We were consumed and distracted by Orual and Psyche—we talked about them even as we picked apples or walked to Oxford or sat in the garden. Over dinner or beers it was Orual, the Fox, and Psyche who joined us.
“All I’ve ever read or done has led to this novel,” he told me as we walked through Oxford, untangling how Psyche would be removed from the tree in the forest where she’d been bound and sacrificed.
“I feel the same, Jack. Although I’m not writing it, I feel the same.” I paused and touched his arm. “As it’s always been—we use stories to make sense of the world.”
He’d stopped right there in front of the bookshop and faced me with his lopsided fisherman’s hat and his red cheeks, with his great admiration. The cobblestone streets were wet with rain, small puddles rippling in the dip of the road. A priest on a bicycle rode by, ringing the small bell on his handlebars and waving to us both. Jack paid him no mind but spoke right to me.
“You are writing it, Joy. I’m putting the words on paper and so are you with every word you speak, every question you ask, every thought you offer, every page you edit. We are writing it.”
“What will we call it?” I asked. “Still Bareface?”
“Yes.” He was resolute in this title and smiled when he said it. “Because eventually for love to be true, we must show our real faces.”
“What is it in the end, what is it that must happen at the end of the story? The shattering of Orual’s self-centeredness?”
Jack nodded. “The journey from possessive love to wholesome love.” Jack looked off as if not speaking to me at all, as if Orual herself stood behind us and slowly lifted her veil. “From the profane to the divine: union with the divine through love.”

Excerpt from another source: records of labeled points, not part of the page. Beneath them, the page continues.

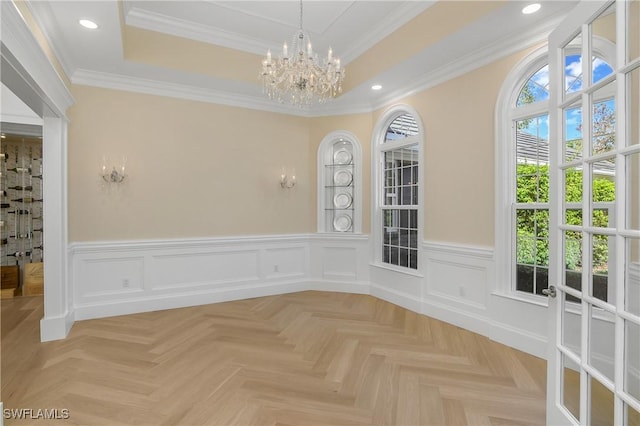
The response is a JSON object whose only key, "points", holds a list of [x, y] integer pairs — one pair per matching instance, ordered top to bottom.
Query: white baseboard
{"points": [[455, 283], [56, 328]]}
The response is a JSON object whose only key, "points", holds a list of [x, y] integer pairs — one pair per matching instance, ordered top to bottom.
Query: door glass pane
{"points": [[604, 27], [633, 32], [573, 66], [633, 106], [603, 121], [572, 131], [573, 185], [633, 192], [603, 193], [573, 216], [600, 247], [573, 261], [632, 275], [601, 342], [632, 359], [571, 386], [601, 404], [633, 417]]}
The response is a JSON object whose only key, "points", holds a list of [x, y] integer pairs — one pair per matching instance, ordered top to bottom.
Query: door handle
{"points": [[551, 291]]}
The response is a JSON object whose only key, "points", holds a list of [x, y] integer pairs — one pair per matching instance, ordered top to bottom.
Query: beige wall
{"points": [[458, 117], [195, 169], [202, 170]]}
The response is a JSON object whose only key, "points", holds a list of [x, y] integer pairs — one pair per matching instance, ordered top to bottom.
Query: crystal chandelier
{"points": [[300, 78]]}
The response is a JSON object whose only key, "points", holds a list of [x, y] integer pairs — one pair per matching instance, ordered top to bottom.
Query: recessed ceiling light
{"points": [[532, 8], [88, 24]]}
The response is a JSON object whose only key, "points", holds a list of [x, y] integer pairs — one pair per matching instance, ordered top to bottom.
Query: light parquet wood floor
{"points": [[310, 358]]}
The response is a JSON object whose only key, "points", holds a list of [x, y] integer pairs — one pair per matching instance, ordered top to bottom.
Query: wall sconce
{"points": [[116, 175], [286, 181]]}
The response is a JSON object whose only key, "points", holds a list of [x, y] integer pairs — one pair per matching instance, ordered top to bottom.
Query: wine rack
{"points": [[21, 225]]}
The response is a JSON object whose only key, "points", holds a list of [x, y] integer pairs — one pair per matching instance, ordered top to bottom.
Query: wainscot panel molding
{"points": [[340, 262], [117, 278], [455, 283], [459, 287]]}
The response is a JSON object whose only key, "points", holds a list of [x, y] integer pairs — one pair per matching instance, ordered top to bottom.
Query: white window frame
{"points": [[506, 114], [378, 148]]}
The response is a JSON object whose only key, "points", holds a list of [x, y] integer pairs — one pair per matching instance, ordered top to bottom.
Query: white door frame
{"points": [[577, 22], [28, 72]]}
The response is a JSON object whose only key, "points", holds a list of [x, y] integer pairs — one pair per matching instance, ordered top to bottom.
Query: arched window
{"points": [[522, 159], [397, 214]]}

“Yes,” I said in agreement that went far beyond the words he spoke.
The book eventually came to be titled Till We Have Faces. It braided our spiritual journeys together like two stories from the same Father, parallel and mystical, infused with nature’s divine ability to change us.
Through the process of its writing we had become as bound together as any man and woman.
Only one step remained, and it was not my step to take.
CHAPTER 44
Love me or love me not, the leaves will fall
And we shall walk them down. I have my joys
“SONNET XLI,” JOY DAVIDMAN
June 1955
Jack took only three months to finish that novel, his greatest in my not very humble opinion.
Alone in my bedroom on Avoco Road, I typed the final pages on a June afternoon. With birdsong outside the summer window, and my boys calling out in a game they played with neighborhood children, I read the end of Jack’s novel, our quarrel with the gods and love and obsession. My fingers were set on the keys when my breath caught under my ribs, and my heart paused as I read the last line of the novel.